# Actinic



## ZackG (Dec 16, 2010)

Would anyone recommend using Actinic bulbs in an aquarium?


----------



## DJRansome (Oct 29, 2005)

Some people do use them with success, but I would not recommend it. I did try them...now I take the actinic bulbs out and replace them...anyone want to buy a bunch of actinic bulbs?

I find they increase the algae too much.


----------



## DrgRcr (Jun 23, 2009)

Thats good to know. I just converted my 2 double bulb normal output T5's to HO, and I'm running a 10,000k and actinic in each. But mine are also mounted inside my canopy 6" above the tank too. I'm _*hoping*_ to get some green algae to overtake the diatoms in my tank, and I'm sure the mbuna would love me for it!


----------



## prov356 (Sep 20, 2006)

I love actinics. The algae doesn't matter as I use nerite snails. I use actinics in combo with daylights, and in some tanks go with a combo of actinic and a 50/50 daylight actinic.
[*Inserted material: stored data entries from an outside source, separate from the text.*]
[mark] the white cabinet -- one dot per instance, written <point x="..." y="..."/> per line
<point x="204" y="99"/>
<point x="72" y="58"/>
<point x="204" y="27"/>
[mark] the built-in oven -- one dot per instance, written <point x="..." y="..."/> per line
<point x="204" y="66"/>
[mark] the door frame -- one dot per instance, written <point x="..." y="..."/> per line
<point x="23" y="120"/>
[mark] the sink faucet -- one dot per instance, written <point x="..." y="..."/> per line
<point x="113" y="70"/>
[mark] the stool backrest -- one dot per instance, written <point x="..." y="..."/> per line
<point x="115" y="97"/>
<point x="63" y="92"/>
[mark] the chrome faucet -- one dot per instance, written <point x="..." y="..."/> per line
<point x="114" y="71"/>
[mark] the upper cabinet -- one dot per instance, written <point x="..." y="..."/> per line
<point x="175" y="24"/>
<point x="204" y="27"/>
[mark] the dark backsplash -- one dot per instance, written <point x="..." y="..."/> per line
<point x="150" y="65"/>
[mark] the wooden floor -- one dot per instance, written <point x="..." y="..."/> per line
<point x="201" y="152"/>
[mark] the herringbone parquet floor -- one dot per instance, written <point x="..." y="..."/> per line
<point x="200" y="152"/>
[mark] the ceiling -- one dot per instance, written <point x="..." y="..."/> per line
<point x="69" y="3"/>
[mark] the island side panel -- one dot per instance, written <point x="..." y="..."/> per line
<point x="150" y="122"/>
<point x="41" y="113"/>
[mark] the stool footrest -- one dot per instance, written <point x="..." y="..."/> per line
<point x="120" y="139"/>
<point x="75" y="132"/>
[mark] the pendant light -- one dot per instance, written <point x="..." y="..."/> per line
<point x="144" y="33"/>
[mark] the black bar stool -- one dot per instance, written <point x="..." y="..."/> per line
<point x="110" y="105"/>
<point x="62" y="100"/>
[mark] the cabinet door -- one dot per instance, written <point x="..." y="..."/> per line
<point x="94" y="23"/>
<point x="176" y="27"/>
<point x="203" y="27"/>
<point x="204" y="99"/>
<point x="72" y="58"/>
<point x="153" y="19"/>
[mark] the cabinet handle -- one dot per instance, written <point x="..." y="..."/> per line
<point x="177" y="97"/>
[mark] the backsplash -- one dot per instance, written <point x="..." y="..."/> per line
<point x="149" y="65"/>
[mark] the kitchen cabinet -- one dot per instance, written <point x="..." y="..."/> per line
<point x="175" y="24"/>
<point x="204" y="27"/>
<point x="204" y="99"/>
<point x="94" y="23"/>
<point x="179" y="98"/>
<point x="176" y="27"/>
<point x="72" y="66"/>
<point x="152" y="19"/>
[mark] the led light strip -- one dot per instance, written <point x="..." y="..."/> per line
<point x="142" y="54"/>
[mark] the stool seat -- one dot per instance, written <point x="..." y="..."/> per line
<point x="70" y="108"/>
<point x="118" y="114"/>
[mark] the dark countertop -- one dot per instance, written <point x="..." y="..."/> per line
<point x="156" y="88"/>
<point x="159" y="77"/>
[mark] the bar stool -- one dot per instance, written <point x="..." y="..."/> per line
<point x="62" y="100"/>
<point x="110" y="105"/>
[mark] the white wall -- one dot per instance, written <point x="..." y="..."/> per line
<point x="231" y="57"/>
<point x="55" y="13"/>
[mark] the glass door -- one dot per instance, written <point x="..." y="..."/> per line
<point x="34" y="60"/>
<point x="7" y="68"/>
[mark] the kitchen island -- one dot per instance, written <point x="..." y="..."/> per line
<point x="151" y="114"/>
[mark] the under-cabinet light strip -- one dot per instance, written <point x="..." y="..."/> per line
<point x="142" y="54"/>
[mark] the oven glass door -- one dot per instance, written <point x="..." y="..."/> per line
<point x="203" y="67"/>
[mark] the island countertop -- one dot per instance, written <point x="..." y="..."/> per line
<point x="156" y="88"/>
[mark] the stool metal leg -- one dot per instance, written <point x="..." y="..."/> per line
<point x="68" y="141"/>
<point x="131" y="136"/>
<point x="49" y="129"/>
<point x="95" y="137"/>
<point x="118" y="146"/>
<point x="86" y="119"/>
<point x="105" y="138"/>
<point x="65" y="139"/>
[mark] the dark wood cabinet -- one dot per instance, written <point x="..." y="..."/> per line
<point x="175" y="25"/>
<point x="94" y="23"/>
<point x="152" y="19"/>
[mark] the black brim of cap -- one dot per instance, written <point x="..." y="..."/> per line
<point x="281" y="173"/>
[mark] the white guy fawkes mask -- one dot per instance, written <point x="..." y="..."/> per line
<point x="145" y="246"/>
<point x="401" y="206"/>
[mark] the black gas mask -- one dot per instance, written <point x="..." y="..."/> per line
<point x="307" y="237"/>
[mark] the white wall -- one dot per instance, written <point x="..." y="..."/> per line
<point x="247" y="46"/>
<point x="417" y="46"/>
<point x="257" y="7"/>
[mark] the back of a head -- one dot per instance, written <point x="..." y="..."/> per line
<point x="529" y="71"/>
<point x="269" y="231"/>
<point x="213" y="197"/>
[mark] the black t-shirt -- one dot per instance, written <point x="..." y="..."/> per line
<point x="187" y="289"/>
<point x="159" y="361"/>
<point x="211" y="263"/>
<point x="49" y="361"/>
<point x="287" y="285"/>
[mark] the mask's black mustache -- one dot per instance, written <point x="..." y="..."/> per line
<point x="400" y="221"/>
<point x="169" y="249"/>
> anyone want to buy a bunch of actinic bulbs?


If you've got 48" T8's, PM me.


----------



## Number6 (Mar 13, 2003)

what I like about actinics is that you can often find them for free on local fish forums or craigslist.

What I don't like is the color, the lack of usable light for plants, and the algae.

In my reef tank I now use actinic white (recent purchase) and as the bulbs age too much for the reef, I will move them onto the freshwater tanks. I'll be interested to see how the old actinic white look over freshwater cichlids.


----------



## ZackG (Dec 16, 2010)

I bought an old coralife 48" lighting unit (4x 65 watt PC) from a garage stand and centered one of the connectors and put in three bulbs (four was too bright). It looks sick! Right now it has 1x 10,000 K Bulbs and 2x 20,000 K Bulbs


----------



## Sugar70 (Dec 28, 2010)

But mine are also mounted inside my canopy 6" above the tank too. 
I'm hoping to get some green algae to overtake the diatoms in my tank, and I'm sure the mbuna would love me for it!


----------



## GTZ (Apr 21, 2010)

Sugar70 said:


> But mine are also mounted inside my canopy 6" above the tank too.
> I'm hoping to get some green algae to overtake the diatoms in my tank, and I'm sure the mbuna would love me for it!


Same here, I've been dosing phosphate and it's beginning to take over the diatom.


----------



## fatcat660 (Nov 29, 2005)

I use a Blue acitinic and 6700 K in a twin tube corallife t5 fixture and it looks great


----------